My Idiosyncratic Suburb

(Craig Campbell)– During the post-finals pre-commencement period at Amherst, I found myself lounging around the grassy area on Main Street between the Hill and town. After a short while napping in the shade of a tree, I looked around and wondered aloud about who decided to plant all this foliage on this empty lot. My friend looked at me quizzically, replying “Um… this is a park… (duh.)” That doesn’t look like any park I’ve seen before! Being home for the summer, I’ve realized that there are certain foibles of my hometown (as there are anywhere) that only a local can really understand. It takes the act leaving the bubble to notice them.

Gated Parks
I live in Grosse Pointe Park, which is one of the five suburbs of Detroit bearing the GP name. The others: the Woods, Shores, Farms, and City. Each community has one public park operated by the Parks and Recreation Department. The director of ours would give Leslie Knope a run for her money — they all take their jobs very seriously. Within each park is a public pool, a general picnic area, and a local marina where there is currently a 300 person, 15-year wait-list for a boat slip.

Each park has just one entrance: a single driveway leading into a gated parking lot. Upon entering, one is greeted by a 70-something old man with the title “Gate Guard.” In all five of the communities, you must present your park pass (only valid at your own park) which they then scan to verify that it’s not a fake. No pass means you go home. Again, this is the PUBLIC park system.

Just who exactly are they trying to keep out? The powers that be at my park removed the outdoor basketball courts (where I enjoyed many pick-up basketball games as a kid) and replaced it with a putting-green. Apparently, too much “riff-raff” was entering the park to shoot hoops. When this riff-raff AKA Detroiters AKA black people entered the park, the Guards would use their radio to signal the danger to one another, announcing that the “Canadians” had arrived. But now they fixed that problem – no one from the inner city can afford golf clubs.

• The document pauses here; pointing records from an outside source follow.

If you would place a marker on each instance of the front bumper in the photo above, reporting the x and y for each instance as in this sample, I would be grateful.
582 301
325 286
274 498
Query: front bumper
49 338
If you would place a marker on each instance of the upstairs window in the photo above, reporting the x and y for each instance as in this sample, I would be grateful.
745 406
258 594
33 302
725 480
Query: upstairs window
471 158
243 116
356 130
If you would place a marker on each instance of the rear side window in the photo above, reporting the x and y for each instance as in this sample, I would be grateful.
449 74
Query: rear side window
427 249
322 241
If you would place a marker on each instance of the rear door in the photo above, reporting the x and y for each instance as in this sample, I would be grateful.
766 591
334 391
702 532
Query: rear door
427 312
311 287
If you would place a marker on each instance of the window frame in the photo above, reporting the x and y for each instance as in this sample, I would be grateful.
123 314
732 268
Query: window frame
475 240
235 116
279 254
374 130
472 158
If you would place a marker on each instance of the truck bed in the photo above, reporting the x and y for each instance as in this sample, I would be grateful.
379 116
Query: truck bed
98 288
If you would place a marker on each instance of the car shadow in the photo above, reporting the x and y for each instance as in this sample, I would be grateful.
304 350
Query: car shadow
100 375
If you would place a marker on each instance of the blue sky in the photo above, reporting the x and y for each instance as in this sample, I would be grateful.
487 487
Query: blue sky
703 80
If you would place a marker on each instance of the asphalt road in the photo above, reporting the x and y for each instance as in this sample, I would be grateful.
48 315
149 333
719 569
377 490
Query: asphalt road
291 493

I’m not kidding. Institutionalized racism at its finest, folks.


Abstract art? Look closer

Fiction writer Jeffrey Eugenidies grew up in the house behind mine. His seminal novel, The Virgin Suicides, is set in Grosse Pointe. In the opening pages of the book, he writes of the yearly plague of these hideous creatures:

That was in June, fish-fly season, when each year our town is covered by the flotsam of those ephemeral insects. Rising in clouds from the algae in the polluted lake, they blacken windows, coat cars and streetlamps, plaster the municipal docks and festoon the rigging of sailboats, always in the same brown ubiquity of flying scum.

You’re not from Grosse Pointe if you haven’t swallowed at least a few fishflies in your lifetime. On a windy day in June, one simply has to look up to bear witness to the horror the Egyptians must have felt during the Biblical locust plague. When the lights have accidentally been left on overnight at the pool, the morning crew will inevitably be greeted by the mounds of fishflies, having to scoop literally pounds of them from the pool, gutters, filters, sidewalks, etc. These things are so disgusting they even got a nod from a recent article in the Wall Street Journal.

But then they’re gone after a week. They emerge from their larvae form, fuck one another, and then die within a day. They can’t even eat! I like to believe that some deity has a dry sense of humor: these horrid creatures, which don’t do much else beside relieve the local bird population a week of hunting, avoid the smog of the city – instead, they thrive best in the suburbs.

Up North
Up North was such a fundamental part of my childhood that I find it difficult to explain to others what exactly it means. “Up North” refers to the ambiguous region that comprises the upper half of the Mitten where we like to spend our summer weekends. If you don’t have a cottage somewhere in Northern Michigan, chances are one of your friends will, making for exciting 3-day jaunts of water activities on inland lakes, adventuring in the forest, climbing sand dunes, and kindling campfires. One does not go Up North to visit relatives or for work; “I’m going Up North” conveys the very direct message, in such a simple way, that a 5-hour-road-trip-romp-outdoors-weekend is ahead.